If you’re considering egg freezing, you should know exactly what egg freezing can and can’t do for you, what the egg freezing process entails, your options if you choose to freeze (or not) and the risks, success rates, and costs of the procedure. Egg freezing can be a promising option for some, but it’s not a decision to take lightly.
Social & Elective Egg Freezing
To understand social or elective egg freezing, you need to understand normal ovarian aging. A person with ovaries is born with all the eggs they will ever have. With age, the number of eggs in the ovary naturally decreases.
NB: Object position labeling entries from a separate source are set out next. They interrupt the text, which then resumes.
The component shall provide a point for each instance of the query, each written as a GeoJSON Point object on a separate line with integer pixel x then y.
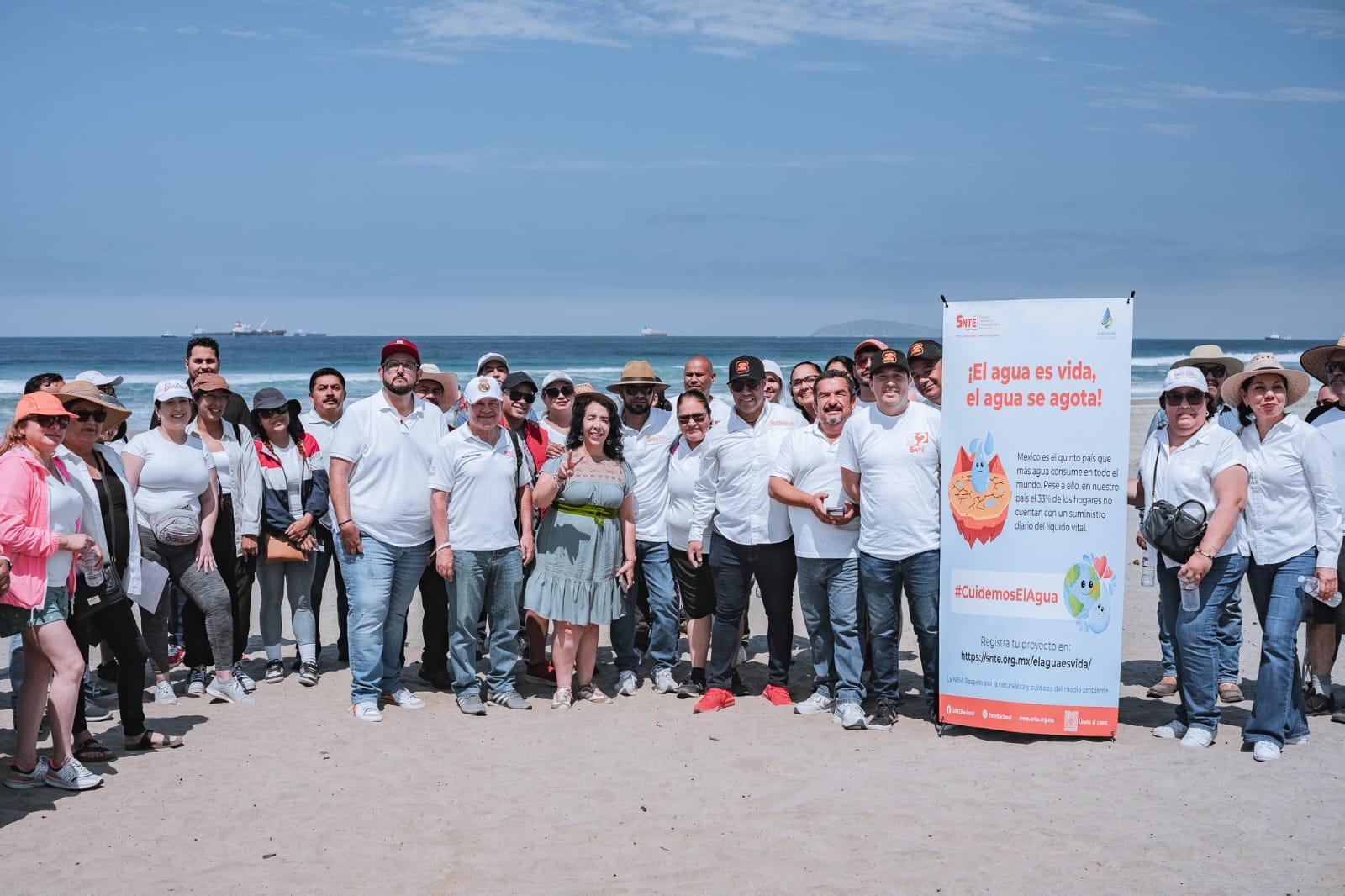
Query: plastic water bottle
{"type": "Point", "coordinates": [1149, 569]}
{"type": "Point", "coordinates": [1313, 588]}
{"type": "Point", "coordinates": [89, 567]}
{"type": "Point", "coordinates": [1189, 595]}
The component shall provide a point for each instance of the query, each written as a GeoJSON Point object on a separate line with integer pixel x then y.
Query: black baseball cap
{"type": "Point", "coordinates": [518, 378]}
{"type": "Point", "coordinates": [925, 350]}
{"type": "Point", "coordinates": [889, 358]}
{"type": "Point", "coordinates": [746, 367]}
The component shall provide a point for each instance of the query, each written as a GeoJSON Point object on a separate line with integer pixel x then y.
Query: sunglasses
{"type": "Point", "coordinates": [1190, 397]}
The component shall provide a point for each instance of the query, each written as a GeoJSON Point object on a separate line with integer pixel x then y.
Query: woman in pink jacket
{"type": "Point", "coordinates": [40, 539]}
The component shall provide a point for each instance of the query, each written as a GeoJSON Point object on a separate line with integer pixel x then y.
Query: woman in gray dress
{"type": "Point", "coordinates": [585, 546]}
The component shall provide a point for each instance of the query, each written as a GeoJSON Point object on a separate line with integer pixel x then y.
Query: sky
{"type": "Point", "coordinates": [704, 166]}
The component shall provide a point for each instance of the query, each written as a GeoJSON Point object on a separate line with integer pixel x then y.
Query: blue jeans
{"type": "Point", "coordinates": [651, 566]}
{"type": "Point", "coordinates": [493, 579]}
{"type": "Point", "coordinates": [1278, 710]}
{"type": "Point", "coordinates": [829, 596]}
{"type": "Point", "coordinates": [380, 584]}
{"type": "Point", "coordinates": [1196, 638]}
{"type": "Point", "coordinates": [881, 582]}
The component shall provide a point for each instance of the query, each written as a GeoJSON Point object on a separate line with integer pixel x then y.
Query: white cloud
{"type": "Point", "coordinates": [1169, 129]}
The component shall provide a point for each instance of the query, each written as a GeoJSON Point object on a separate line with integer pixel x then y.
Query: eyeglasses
{"type": "Point", "coordinates": [1179, 397]}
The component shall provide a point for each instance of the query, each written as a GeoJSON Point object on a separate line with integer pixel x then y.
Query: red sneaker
{"type": "Point", "coordinates": [713, 700]}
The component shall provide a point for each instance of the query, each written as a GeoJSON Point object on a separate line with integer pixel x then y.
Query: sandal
{"type": "Point", "coordinates": [92, 751]}
{"type": "Point", "coordinates": [147, 741]}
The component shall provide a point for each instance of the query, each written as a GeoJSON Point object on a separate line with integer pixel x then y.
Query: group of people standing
{"type": "Point", "coordinates": [615, 506]}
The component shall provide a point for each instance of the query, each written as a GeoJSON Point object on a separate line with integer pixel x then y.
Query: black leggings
{"type": "Point", "coordinates": [118, 626]}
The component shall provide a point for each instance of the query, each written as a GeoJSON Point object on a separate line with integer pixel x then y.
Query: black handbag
{"type": "Point", "coordinates": [1172, 529]}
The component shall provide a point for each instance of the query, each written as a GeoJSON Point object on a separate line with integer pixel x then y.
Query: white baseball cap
{"type": "Point", "coordinates": [101, 380]}
{"type": "Point", "coordinates": [488, 356]}
{"type": "Point", "coordinates": [171, 389]}
{"type": "Point", "coordinates": [556, 376]}
{"type": "Point", "coordinates": [482, 387]}
{"type": "Point", "coordinates": [1179, 377]}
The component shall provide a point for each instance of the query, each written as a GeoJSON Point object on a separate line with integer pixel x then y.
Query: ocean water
{"type": "Point", "coordinates": [252, 362]}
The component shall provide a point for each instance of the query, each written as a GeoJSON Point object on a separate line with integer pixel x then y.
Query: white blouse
{"type": "Point", "coordinates": [1293, 479]}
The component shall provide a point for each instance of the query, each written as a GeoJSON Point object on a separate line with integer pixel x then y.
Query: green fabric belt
{"type": "Point", "coordinates": [592, 512]}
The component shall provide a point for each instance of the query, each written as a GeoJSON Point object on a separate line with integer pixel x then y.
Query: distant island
{"type": "Point", "coordinates": [862, 329]}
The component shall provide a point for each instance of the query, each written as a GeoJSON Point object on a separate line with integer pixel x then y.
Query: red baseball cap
{"type": "Point", "coordinates": [40, 403]}
{"type": "Point", "coordinates": [400, 346]}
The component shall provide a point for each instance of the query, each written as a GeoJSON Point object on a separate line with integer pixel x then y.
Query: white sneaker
{"type": "Point", "coordinates": [71, 775]}
{"type": "Point", "coordinates": [367, 712]}
{"type": "Point", "coordinates": [818, 703]}
{"type": "Point", "coordinates": [404, 698]}
{"type": "Point", "coordinates": [165, 694]}
{"type": "Point", "coordinates": [849, 716]}
{"type": "Point", "coordinates": [230, 690]}
{"type": "Point", "coordinates": [1199, 739]}
{"type": "Point", "coordinates": [1172, 730]}
{"type": "Point", "coordinates": [1263, 751]}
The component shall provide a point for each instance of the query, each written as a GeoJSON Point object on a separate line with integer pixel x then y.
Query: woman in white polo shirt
{"type": "Point", "coordinates": [1196, 459]}
{"type": "Point", "coordinates": [1293, 479]}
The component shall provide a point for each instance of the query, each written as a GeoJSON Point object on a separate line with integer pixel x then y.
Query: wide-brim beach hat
{"type": "Point", "coordinates": [85, 390]}
{"type": "Point", "coordinates": [1315, 360]}
{"type": "Point", "coordinates": [1295, 381]}
{"type": "Point", "coordinates": [1210, 354]}
{"type": "Point", "coordinates": [636, 373]}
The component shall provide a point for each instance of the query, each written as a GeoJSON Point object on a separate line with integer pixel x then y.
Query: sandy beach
{"type": "Point", "coordinates": [295, 795]}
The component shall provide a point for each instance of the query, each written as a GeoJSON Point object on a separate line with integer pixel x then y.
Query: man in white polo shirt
{"type": "Point", "coordinates": [752, 535]}
{"type": "Point", "coordinates": [826, 537]}
{"type": "Point", "coordinates": [479, 492]}
{"type": "Point", "coordinates": [889, 465]}
{"type": "Point", "coordinates": [647, 434]}
{"type": "Point", "coordinates": [380, 461]}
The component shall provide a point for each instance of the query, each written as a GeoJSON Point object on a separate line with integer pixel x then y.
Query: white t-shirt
{"type": "Point", "coordinates": [482, 482]}
{"type": "Point", "coordinates": [898, 461]}
{"type": "Point", "coordinates": [646, 451]}
{"type": "Point", "coordinates": [807, 461]}
{"type": "Point", "coordinates": [172, 477]}
{"type": "Point", "coordinates": [65, 503]}
{"type": "Point", "coordinates": [392, 458]}
{"type": "Point", "coordinates": [1188, 474]}
{"type": "Point", "coordinates": [683, 470]}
The process of ovarian aging begins before birth. A 20-week old female fetus has between 6 and 7 million eggs in her ovaries. When that baby is born, the number has already decreased to just over 1 million. This is very different from males, whose reproductive systems post-puberty create an estimated 250 million new sperm cells daily. The ovaries cannot produce new eggs! As you get older, eggs decrease not only in quantity but also in quality. This is why there is a higher risk of miscarriage for a 37-year-old compared to a 27-year-old.
YOU DON’T NEED TO WANT TO HAVE KIDS TO FREEZE YOUR EGGS – CLICK HERE
Ideally, from a purely biological perspective, if a person with ovaries wants to have genetically related children, they should start trying to have those kids before age 35. Before age 30 is even better. But many people are not ready, able, or prepared to have kids by 30. This is where elective egg freezing comes in. If, for example, a 30-year-old knows they don’t want to or can’t start having kids for another ten years, they can choose to have some eggs cryopreserved.
Later, they can try to get pregnant the regular way. If they conceive on their own, great! However, if they struggle to get pregnant, a fertility specialist can take those frozen eggs and use them to hopefully help them conceive via IVF treatment.
The cryopreserved eggs will be of higher quality than any eggs retrieved 10 or more years later. Those frozen “younger” eggs will be more likely to become fertilised, more likely to produce healthier embryos, and more likely to lead to clinical pregnancy and live birth. In some ways, it’s like becoming an egg donor to your future self.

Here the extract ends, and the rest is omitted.